Le travail, où nous passons la majeure partie de notre vie d’adulte, peut être un lieu d’épanouissement, un outil d’émancipation et de croissance.


Il est aussi parfois un lieu de conflits, de tensions, d’incompréhension. Avec ses collègues ou avec des clients ou partenaires, ces tensions nuisent à l’ambiance de travail et à son efficacité.


Voyons ici quelques pistes pour sortir de ces tensions.


1. Prendre de la distance


Ce n’est pas en plein milieu d’une scène de bureau , sourcils froncés, yeux exorbités que je peux espérer améliorer quoi que ce soit. La première étape est donc de prendre le temps, ne pas réagir à chaud. Ce temps, c’est la clé de la prise de recul, pour prendre conscience de ce qui s’est passé et réagir en conscience.

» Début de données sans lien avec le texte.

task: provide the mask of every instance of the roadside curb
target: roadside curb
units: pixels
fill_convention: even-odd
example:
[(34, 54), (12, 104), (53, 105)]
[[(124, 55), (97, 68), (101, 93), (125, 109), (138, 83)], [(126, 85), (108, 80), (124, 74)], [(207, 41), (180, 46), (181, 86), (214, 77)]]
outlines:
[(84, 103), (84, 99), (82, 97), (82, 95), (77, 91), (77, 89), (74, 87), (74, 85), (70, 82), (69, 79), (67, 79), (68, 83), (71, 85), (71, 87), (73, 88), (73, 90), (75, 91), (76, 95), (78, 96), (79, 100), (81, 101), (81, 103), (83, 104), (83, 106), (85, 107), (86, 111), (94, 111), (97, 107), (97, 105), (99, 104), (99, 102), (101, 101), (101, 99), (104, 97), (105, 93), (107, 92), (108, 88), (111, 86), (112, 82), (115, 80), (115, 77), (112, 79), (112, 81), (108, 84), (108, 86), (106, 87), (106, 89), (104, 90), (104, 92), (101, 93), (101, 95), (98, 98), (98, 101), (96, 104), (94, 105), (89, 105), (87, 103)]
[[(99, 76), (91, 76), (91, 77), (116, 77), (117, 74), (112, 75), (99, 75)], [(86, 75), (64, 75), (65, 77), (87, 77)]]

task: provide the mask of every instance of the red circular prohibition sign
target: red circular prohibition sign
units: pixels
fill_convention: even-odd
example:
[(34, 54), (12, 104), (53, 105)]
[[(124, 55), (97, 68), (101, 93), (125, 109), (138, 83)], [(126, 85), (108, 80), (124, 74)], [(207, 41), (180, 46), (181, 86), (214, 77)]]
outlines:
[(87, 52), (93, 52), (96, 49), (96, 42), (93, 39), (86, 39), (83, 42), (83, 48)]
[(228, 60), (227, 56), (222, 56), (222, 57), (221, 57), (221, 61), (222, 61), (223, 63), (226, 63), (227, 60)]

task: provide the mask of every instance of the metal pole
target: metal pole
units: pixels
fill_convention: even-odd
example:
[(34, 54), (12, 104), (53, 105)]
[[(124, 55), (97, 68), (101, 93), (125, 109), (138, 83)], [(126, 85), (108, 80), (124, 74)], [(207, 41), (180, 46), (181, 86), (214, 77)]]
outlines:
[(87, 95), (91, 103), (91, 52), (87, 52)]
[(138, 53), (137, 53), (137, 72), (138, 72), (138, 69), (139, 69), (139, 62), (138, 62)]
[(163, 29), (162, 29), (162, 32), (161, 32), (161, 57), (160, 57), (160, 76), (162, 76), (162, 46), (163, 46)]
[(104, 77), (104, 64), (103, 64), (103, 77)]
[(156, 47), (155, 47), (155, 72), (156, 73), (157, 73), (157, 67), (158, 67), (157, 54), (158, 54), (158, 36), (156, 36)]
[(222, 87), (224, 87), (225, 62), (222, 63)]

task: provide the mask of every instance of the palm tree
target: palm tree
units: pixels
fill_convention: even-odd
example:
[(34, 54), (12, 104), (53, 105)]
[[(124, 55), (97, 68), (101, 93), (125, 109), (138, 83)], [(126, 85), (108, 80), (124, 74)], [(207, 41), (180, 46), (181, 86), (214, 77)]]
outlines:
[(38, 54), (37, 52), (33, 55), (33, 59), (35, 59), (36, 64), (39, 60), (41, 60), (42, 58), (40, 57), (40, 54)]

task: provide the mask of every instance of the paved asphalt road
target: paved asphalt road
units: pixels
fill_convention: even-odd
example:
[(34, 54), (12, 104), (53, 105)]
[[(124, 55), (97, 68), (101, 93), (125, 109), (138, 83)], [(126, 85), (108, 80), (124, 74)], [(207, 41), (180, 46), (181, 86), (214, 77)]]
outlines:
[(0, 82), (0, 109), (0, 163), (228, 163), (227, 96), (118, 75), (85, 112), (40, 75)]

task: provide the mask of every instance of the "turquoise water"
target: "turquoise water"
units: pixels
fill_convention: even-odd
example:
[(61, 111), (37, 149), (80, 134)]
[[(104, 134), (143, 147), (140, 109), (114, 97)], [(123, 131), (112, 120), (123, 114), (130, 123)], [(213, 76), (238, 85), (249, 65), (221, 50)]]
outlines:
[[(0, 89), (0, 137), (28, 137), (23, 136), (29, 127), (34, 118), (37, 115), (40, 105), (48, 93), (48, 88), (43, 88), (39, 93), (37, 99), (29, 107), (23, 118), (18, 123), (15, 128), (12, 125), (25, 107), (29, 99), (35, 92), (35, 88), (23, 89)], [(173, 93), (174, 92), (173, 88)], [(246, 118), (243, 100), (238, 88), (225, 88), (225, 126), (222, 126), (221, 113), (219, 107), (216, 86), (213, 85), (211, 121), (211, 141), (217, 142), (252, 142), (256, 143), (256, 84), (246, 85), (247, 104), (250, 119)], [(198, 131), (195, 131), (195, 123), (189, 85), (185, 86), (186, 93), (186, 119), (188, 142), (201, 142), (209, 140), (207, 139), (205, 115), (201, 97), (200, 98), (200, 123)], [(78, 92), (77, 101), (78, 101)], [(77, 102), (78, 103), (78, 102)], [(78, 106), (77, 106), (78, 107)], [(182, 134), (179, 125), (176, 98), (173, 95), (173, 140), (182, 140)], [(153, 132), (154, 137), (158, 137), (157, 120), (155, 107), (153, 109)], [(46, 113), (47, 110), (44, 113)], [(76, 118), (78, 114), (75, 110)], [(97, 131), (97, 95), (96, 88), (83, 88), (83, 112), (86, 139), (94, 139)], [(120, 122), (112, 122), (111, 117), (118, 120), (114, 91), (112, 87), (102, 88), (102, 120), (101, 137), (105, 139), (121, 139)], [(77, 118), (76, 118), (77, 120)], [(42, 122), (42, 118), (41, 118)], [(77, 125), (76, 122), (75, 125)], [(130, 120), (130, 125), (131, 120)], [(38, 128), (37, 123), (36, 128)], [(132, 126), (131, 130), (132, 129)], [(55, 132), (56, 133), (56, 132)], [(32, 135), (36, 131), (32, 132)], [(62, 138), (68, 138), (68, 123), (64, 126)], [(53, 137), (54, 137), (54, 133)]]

Un Tip : la technique « STOP » évoquée par Maxence Walbrou dans son excellent article sur la méditation peut vous aider:



L’analyse Transactionnelle et la psychoéducation constituent également des outils puissants dans ce processus de développement personnel. Ils nous apprennent une chose : nous sommes tous différents, et il est donc naturel que nous ne réagissions pas tous de la même manière.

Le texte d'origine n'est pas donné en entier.